Quote from kxvid:
Advantages:
SPY options have tighter spreads than the ES
Very, very good liquidity
Commissions much cheaper than index futures if you use a flat rate broker
Disadvantages:
Not tax advantaged like futures
Subject to time decay
Much more subject to tracking error than futures due to increases/decreases in volatility
I used to think futures where the end all. But after a second look SPY options might be a better choice for my purposes.
My take is that it depends on your holding period. I trade intraday but don't end each day flat. The exposure to overnight moves when I trade SPY options is something I don't always want (I want it if the overnight ES action moves in my favor, but don't want to either turn a winner into a loser or not maximize my gain according to my strategy), so I've now developed a strategy to trade the ES during the overnight session as needed to neutralize the SPY positions I might be holding because my exit trigger didn't hit during the day, but did hit overnight. For every 5 SPY option contracts I'm holding overnight, I will trade 1 ES contract to "lock-in" the gain or limit my loss to what my strategy dictates it should be for that given trade. Also, I might end the day session flat but a trade triggers overnight, in which case the ES is my only way of getting in to that trade. With so much action happening overnight these days, it seems like you'd want to have access to a trading vehicle which allowed you to trade that action.

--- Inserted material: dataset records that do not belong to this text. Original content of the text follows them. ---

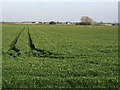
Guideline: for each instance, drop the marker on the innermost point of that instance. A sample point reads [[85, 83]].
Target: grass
[[60, 56]]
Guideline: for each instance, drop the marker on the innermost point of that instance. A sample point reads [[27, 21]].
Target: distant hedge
[[84, 23], [52, 22]]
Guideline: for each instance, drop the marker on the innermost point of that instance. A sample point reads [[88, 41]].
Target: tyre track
[[12, 46], [43, 53]]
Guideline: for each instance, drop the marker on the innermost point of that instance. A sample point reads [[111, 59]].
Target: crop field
[[59, 56]]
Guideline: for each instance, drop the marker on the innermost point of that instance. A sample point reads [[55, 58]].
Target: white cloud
[[59, 0]]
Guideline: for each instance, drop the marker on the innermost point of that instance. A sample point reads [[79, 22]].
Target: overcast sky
[[59, 11]]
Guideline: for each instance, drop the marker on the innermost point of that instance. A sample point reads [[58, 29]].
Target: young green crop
[[60, 56]]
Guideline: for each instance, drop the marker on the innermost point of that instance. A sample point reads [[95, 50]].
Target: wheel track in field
[[43, 53], [12, 46]]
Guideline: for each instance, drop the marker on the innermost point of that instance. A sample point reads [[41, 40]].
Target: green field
[[59, 56]]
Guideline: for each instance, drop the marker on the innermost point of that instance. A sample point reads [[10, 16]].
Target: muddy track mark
[[12, 46], [43, 53]]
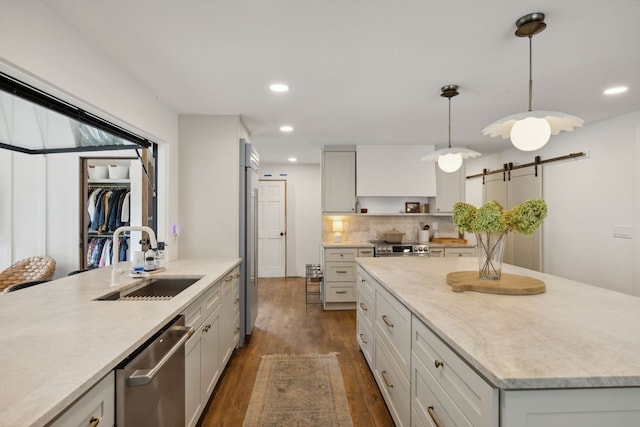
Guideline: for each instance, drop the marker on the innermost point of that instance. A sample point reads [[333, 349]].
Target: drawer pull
[[384, 318], [432, 414], [384, 378], [362, 339]]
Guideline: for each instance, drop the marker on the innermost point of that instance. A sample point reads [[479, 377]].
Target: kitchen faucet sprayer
[[115, 249]]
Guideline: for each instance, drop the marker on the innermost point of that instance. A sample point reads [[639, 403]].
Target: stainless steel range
[[382, 248]]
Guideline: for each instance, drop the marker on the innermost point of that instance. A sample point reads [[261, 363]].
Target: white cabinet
[[445, 390], [395, 170], [340, 290], [228, 327], [202, 365], [339, 181], [449, 190], [387, 349], [95, 407]]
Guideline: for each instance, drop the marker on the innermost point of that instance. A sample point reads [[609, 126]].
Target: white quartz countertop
[[347, 245], [56, 341], [572, 336]]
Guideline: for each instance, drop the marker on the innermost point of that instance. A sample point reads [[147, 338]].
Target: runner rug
[[298, 390]]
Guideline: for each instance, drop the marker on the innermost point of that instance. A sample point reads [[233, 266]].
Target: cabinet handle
[[432, 414], [384, 378], [384, 319], [362, 339]]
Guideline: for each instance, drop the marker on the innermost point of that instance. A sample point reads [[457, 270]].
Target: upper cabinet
[[449, 190], [339, 180], [395, 171]]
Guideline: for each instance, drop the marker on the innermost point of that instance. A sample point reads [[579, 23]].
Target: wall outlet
[[623, 231]]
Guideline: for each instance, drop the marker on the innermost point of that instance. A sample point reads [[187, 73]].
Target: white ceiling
[[368, 71]]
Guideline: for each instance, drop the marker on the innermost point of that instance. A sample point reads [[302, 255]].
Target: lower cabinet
[[445, 391], [95, 407], [423, 382], [215, 318]]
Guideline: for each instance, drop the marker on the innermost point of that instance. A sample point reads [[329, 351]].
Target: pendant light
[[450, 159], [531, 130]]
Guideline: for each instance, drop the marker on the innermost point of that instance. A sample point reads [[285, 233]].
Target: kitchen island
[[57, 341], [569, 356]]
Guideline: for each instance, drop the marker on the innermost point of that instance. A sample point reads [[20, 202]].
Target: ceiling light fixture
[[531, 130], [450, 159], [616, 90], [279, 87]]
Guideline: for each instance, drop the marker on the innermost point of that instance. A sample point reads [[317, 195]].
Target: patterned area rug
[[298, 390]]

But, if you are a daytrader, I think the SPY options with deltas near 1 are a good vehicle for the reasons you mention, but I think you are incorrect that these options are not tax advantaged like futures. They are actually taxed in the same way.
http://indexoptionstrading.alliancemtg.com/tax-advantages-of-trading-index-options/
Also, as I mentioned above, the "baked-in" loss on an ES trade is about $15 more than the equivalent SPY options trade, if the SPY option bid-ask spread is .01. That's not always the case and with the options with deltas near 1 sometimes there is less liquidity and bid-ask spreads are larger than that. My experience has been that to virtually guarantee a bid-ask spread of .01 on an SPY option, you have to accept a delta of around .85, which means that instead of 5 SPY option contracts for each ES contract, you need to buy 6 SPY option contracts to get the same level of exposure, in which case your "baked in" loss is $12, not $10. Still better than the ES, though.
But, to go back to the daytrader scenario, you can get daytrader margins with the ES that enable much more leverage than you can get with SPY options for the same amount of capital. If I knew that every trade I open would be a daytrade and didn't ever hold a position overnight, I'd go with the ES, assuming that I wanted that much leverage. If you are daytrading a strategy which statistically allows for that much leverage, you just can't get it with options because the low-cost ones simply don't have the deltas to match the ES' "delta" of 1.